The Lost Works of You and Me


When you get degrees in history and literature, there are some books you read over and over. I wrote paper after paper on Hamlet and King Lear, increasing my understanding each time, but probably no works crossed my path more often than the Iliad and the Odyssey. Homer came up often in both disciplines, always with a different emphasis, but still reliably and repeatedly. Along the way I learned that the main reason Homer remains with us is the sheer number of copies available to us, usually preserved in Egypt’s dry dry sand.

The lens of history can be terribly foggy. We have to make a lot of assumptions, and it’s important to note that archaeology is still a relatively young field. Early archaeologists did a lot of damage to sites and artifacts, some of which we’re still trying to sort out. My favorite example was Heinrich Schliemann’s dynamiting of Mycenae. He leveled the city’s entrance ramp and many structures in his rush to find the bits of gold that must have been brought from Troy.

What will future civilizations think of our society? Will they exhume our houses, libraries, and used bookstores then decide that Harry Potter was our national epic? Will they think we considered wizards and witches mythological figures like gods and mistake super-hero action figures for idols?
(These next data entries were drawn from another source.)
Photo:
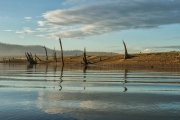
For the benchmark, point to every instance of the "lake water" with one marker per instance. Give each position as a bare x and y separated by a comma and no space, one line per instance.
76,92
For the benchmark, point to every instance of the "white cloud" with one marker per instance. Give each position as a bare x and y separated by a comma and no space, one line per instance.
28,18
51,29
104,18
146,51
72,1
7,30
25,31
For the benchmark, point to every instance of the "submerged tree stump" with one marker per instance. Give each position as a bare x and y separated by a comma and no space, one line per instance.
126,55
62,59
46,52
84,57
30,58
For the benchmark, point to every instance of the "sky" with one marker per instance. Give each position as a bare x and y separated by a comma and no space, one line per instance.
99,25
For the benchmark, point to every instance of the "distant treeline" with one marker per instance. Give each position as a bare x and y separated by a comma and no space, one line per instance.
19,50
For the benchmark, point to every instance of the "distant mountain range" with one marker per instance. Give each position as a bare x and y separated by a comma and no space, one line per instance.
19,50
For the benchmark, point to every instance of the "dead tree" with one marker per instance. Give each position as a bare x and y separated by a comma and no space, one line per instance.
84,57
126,55
37,57
54,55
30,58
46,52
62,60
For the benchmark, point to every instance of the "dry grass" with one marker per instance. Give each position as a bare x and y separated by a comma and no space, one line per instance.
169,59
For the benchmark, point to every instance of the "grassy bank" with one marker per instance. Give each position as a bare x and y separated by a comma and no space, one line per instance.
152,60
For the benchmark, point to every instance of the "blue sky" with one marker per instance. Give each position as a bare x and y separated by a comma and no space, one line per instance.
98,25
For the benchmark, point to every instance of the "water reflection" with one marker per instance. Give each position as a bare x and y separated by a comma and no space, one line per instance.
61,76
88,92
125,81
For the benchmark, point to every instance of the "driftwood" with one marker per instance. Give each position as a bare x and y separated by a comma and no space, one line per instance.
30,58
62,60
84,57
46,52
126,55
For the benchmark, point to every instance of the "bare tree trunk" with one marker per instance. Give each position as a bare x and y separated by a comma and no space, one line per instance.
62,60
30,58
46,52
54,55
126,55
38,57
84,57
Will our literature become so digitized that it fades away as the hard drives slowly decay? Will there be anything left of us for future civilizations to study, or will archaeology itself be entirely digital as computer scientists try to figure out how to read our books by decoding binary language as we’ve struggled with Linear A? It’s a dire thought, the idea of everything we’ve committed to disk just fading away.

If I ever wrote a memoir it would be in winter. Winter makes me nostalgic. I’ve been looking online at book covers, movie trailers, and toys from my childhood. So much of what was important to us gets eroded. So much of what we consider immortal in our culture isn’t. I would love to think that the books I write will outlast me, that the books I have written but could not publish will be valued by someone later on; but I would guess that even when I do publish what will remain behind are the Dan Browns, J.K. Rowlings, and the Gideon Bibles. I’ve never written out of a desire for immortality, or with the idea that it would make me fabulously wealthy. I’m grateful to have the passion to do it and what I hope is a modest talent. That has to be enough for me today.

One Response

  1. Sean says:

    One of the things hat has always struck me as interesting is that much of what archaeologists learn is from the trash left behind. We have these enormous dumping grounds filled with things that may never decay away completely. What will the future generations you talk about glean from the things we threw away?